C’est aussi le terroir, l’environnement, le sol sur lequel on marche et la planète sur laquelle on vit.

Des plus fines particules qui composent l’argile et font sa plasticité, on va jusqu’aux météorites, aux planètes… nous voilà dans le cosmos !

Et l’on parcourt aussi l’histoire géologique avant même l’histoire humaine. On remonte le temps jusqu’aux temps géologiques, au temps de la formation des roches, des sédiments, des éruptions volcaniques : on creuse très profond…

Ensuite lorsque l’on a rejoint le temps humain, à l’aube des premiers outils, des premières écritures, on se souvient des mains des premiers hommes. Ces mains qui ont cherché, pensé, mis en forme leur pensée, produit, célébré, commémoré… par les mêmes gestes que ceux que nous faisons aujourd’hui ! C’est alors la rencontre intemporelle des gestes de création et des matières naturelles qui depuis toujours vivent au côté des hommes.

Tablettes, vases, urnes, figurines, statuettes, mais aussi habitats, briques, depuis des millénaires la terre est utile aux multiples civilisations, aux quatre coins du monde.

Voilà le voyage céramique qu’inconsciemment on fait avec la terre entre ses mains.
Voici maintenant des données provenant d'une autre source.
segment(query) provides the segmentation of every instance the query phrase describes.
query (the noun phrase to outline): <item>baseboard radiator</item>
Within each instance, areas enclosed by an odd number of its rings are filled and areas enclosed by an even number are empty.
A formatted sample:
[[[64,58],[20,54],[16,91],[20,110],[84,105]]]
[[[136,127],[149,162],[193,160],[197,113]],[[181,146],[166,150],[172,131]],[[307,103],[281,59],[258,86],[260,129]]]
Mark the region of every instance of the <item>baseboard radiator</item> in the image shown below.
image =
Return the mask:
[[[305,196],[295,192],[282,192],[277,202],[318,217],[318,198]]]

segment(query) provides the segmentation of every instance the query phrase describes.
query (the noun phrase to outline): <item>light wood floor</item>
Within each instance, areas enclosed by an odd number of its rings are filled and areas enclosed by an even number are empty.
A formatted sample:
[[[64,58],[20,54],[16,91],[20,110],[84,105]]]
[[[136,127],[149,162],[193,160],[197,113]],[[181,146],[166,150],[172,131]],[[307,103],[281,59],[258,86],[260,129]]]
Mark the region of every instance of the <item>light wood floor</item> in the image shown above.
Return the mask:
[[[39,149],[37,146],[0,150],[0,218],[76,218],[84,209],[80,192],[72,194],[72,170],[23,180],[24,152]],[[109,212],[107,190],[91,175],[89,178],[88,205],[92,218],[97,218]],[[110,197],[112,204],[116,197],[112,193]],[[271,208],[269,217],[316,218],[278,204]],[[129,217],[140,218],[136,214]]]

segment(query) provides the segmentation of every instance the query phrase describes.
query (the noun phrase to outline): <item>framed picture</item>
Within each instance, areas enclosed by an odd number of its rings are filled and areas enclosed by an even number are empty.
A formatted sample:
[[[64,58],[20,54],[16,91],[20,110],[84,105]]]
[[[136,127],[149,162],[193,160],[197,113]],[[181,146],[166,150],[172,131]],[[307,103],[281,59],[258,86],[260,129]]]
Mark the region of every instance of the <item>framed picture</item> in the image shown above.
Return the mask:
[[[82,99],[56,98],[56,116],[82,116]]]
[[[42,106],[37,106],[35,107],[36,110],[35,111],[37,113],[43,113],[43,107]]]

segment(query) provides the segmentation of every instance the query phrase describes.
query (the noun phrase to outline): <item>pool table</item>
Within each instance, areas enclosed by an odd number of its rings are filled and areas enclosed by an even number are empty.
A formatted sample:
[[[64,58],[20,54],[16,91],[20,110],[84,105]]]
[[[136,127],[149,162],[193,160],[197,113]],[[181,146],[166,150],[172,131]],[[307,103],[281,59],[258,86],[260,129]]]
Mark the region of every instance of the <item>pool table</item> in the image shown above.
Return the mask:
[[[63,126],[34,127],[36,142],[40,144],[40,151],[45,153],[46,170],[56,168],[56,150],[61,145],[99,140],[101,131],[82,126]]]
On remonte loin et pourtant on n’a jamais aussi bien habité le temps présent qu’en touchant la terre humide !

La terre a servi tout d’abord à conserver. De même que l’écriture. Conserver, c’est-à-dire tenir à l’abri, protéger, garder longtemps, prolonger… extraire du temps, empêcher la mort. La terre c’est de la mémoire vivante universelle. Une de ces choses qui unissent les hommes.